Demon Slayer: Éxito Visual y Narrativa Clara
Demon Slayer ha causado un impacto gigantesco con sus espectaculares animaciones y una historia accesible y directa. La trama gira en torno a Tanjiro, un joven decidido a vengar la atrocidad cometida contra su familia por parte de Muzan y a salvar a su hermana Nezuko. Su éxito es indiscutible: no solo ha destrozado récords de taquilla japoneses, sino que se ha convertido en una franquicia multimedia (anime, películas, videojuegos y manga) reconocida a nivel mundial.
Sin embargo, su narrativa sencilla es tanto una virtud como un límite. Demon Slayer encarna el clásico viaje de venganza y redención, pero, a la hora de representar la complejidad del mundo actual, se queda atrás.
Jujutsu Kaisen: El Nuevo Rey del Shōnen
Mientras Demon Slayer sobresale por su espectacularidad visual, Jujutsu Kaisen conecta directamente con la realidad de esta generación. Concebida por Gege Akutami, combina oscuridad, brutalidad y temas sociales que resuenan con el entorno contemporáneo. La trama sigue a Yuji Itadori, quien se enfrenta a un mundo dominado por maldiciones nacidas de emociones humanas negativas, reflejando miedos y dilemas más actuales y profundos.

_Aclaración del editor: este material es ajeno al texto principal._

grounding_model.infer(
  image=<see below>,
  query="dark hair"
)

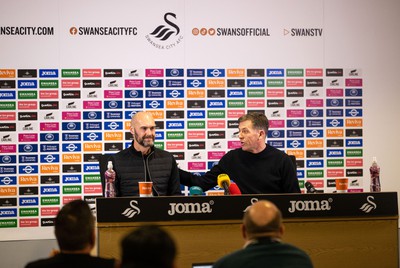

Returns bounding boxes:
[55,200,94,251]
[238,112,269,133]
[121,225,177,268]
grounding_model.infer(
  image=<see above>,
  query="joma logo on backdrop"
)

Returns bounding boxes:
[145,12,183,49]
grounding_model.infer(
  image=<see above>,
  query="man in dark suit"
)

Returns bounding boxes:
[25,200,119,268]
[213,200,313,268]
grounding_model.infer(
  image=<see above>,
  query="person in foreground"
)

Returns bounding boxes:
[111,112,181,196]
[179,113,300,194]
[121,225,177,268]
[213,200,313,268]
[25,200,119,268]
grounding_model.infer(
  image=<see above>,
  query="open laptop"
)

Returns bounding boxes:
[192,262,213,268]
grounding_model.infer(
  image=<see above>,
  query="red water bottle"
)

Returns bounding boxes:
[369,157,381,192]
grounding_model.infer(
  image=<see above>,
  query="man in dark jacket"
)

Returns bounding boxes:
[213,200,313,268]
[179,113,300,194]
[111,112,181,196]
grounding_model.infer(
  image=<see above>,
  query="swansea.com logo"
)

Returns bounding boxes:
[122,200,140,219]
[145,12,183,49]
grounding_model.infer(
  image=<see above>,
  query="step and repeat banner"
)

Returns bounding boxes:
[0,0,365,240]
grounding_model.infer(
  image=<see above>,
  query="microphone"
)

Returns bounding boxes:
[218,174,231,195]
[304,181,317,194]
[189,186,204,195]
[229,182,242,195]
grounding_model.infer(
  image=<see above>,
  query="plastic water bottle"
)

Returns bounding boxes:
[104,161,116,197]
[369,157,381,192]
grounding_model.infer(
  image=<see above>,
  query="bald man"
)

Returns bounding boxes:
[213,200,313,268]
[110,112,181,196]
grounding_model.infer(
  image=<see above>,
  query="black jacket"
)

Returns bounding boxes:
[111,141,181,196]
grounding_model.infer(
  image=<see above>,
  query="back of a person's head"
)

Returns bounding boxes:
[55,200,94,251]
[121,225,176,268]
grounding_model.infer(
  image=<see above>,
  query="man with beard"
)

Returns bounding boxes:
[110,112,181,196]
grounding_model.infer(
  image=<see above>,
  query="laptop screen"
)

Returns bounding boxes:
[192,262,213,268]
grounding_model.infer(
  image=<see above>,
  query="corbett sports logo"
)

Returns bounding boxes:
[145,12,183,49]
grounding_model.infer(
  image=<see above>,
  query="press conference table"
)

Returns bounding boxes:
[96,192,399,268]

Uno de los puntos más impactantes es cómo el sistema dentro de la historia es opresivo y corrupto. Personajes como Maki Zen’in y Satoru Gojo encarnan la lucha contra la discriminación institucional, el elitismo y las reglas injustas. Mientras tanto, el sufrimiento mental y emocional tiene un peso real: la depresión de Megumi Fushiguro o el narcisismo devastador de Naoya Zen’in están retratados con una crudeza pocas veces vista en el anime popular.

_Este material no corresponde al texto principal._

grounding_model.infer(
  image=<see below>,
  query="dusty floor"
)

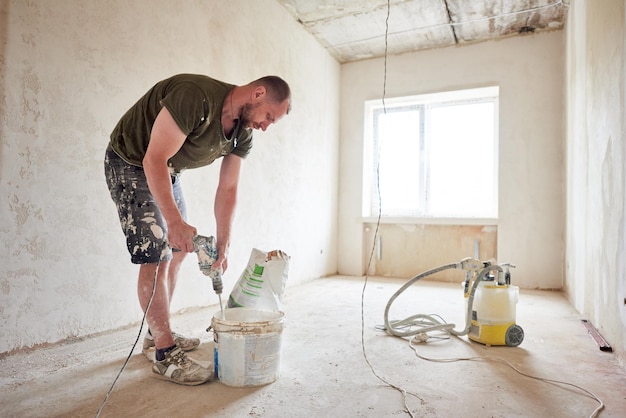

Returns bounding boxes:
[0,277,626,418]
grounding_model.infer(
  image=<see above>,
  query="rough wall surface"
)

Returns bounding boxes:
[0,0,339,353]
[566,0,626,363]
[339,31,565,289]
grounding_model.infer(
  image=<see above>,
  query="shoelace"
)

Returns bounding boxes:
[172,350,191,369]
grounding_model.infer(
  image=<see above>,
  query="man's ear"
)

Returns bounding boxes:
[252,86,266,100]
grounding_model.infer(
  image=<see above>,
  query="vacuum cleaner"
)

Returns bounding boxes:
[384,257,524,347]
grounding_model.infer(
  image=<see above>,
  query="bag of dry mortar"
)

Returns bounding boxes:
[227,248,290,311]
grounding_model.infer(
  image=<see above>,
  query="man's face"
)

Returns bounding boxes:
[241,94,289,131]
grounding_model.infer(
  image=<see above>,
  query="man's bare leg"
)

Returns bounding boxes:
[137,261,176,349]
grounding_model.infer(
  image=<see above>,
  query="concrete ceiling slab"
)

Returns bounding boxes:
[277,0,569,63]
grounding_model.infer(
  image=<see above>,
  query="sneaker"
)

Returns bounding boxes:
[141,332,200,361]
[152,347,212,386]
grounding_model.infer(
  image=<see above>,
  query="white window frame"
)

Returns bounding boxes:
[362,86,499,225]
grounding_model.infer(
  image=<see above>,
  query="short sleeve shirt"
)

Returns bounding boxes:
[111,74,252,172]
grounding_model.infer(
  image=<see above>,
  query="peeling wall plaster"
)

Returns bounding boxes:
[565,0,626,363]
[0,0,339,354]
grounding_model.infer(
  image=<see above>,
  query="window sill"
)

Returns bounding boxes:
[361,216,498,226]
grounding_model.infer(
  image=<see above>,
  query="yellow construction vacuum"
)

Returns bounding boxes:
[384,258,524,347]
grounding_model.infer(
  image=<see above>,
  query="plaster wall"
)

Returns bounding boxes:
[565,0,626,362]
[0,0,340,353]
[338,31,564,289]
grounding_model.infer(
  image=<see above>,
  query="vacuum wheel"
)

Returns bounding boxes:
[504,324,524,347]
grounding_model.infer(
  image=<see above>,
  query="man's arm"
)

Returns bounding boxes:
[214,154,242,271]
[143,107,197,252]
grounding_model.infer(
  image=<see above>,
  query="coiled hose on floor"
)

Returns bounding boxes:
[384,259,502,337]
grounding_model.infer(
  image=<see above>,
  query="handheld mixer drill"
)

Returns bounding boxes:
[193,235,224,317]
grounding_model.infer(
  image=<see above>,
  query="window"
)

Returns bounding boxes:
[363,87,498,218]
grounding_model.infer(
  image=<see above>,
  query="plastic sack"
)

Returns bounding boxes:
[227,248,290,311]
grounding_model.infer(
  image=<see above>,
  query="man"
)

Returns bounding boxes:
[105,74,291,385]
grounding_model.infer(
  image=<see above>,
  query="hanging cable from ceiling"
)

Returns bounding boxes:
[361,0,424,418]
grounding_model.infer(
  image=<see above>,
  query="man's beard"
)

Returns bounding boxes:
[239,103,261,128]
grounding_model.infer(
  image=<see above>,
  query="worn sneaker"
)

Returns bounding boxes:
[152,347,212,386]
[141,332,200,361]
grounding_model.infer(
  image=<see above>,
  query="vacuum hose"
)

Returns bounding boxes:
[384,259,502,337]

Una Generación Que No Da Tregua
Jujutsu Kaisen es brutal, impredecible y profundamente actual. No sólo sorprende por los altísimos estándares de animación y dirección de MAPPA, sino que lleva el género shōnen a una introspección social pocas veces vista: la presión de las expectativas, la corrupción de los sistemas y la angustia psicológica no son decorado, sino motor narrativo.
Así, mientras Demon Slayer quedará como un coloso del entretenimiento japonés moderno –con estrenos récord e historias épicamente sensibles–, el verdadero espejo de nuestra década está en Jujutsu Kaisen. Junto a Chainsaw Man y otras propuestas contemporáneas, el futuro del anime parece decidido a no dar respiro, apostando por historias sin piedad y personajes cada vez más humanos.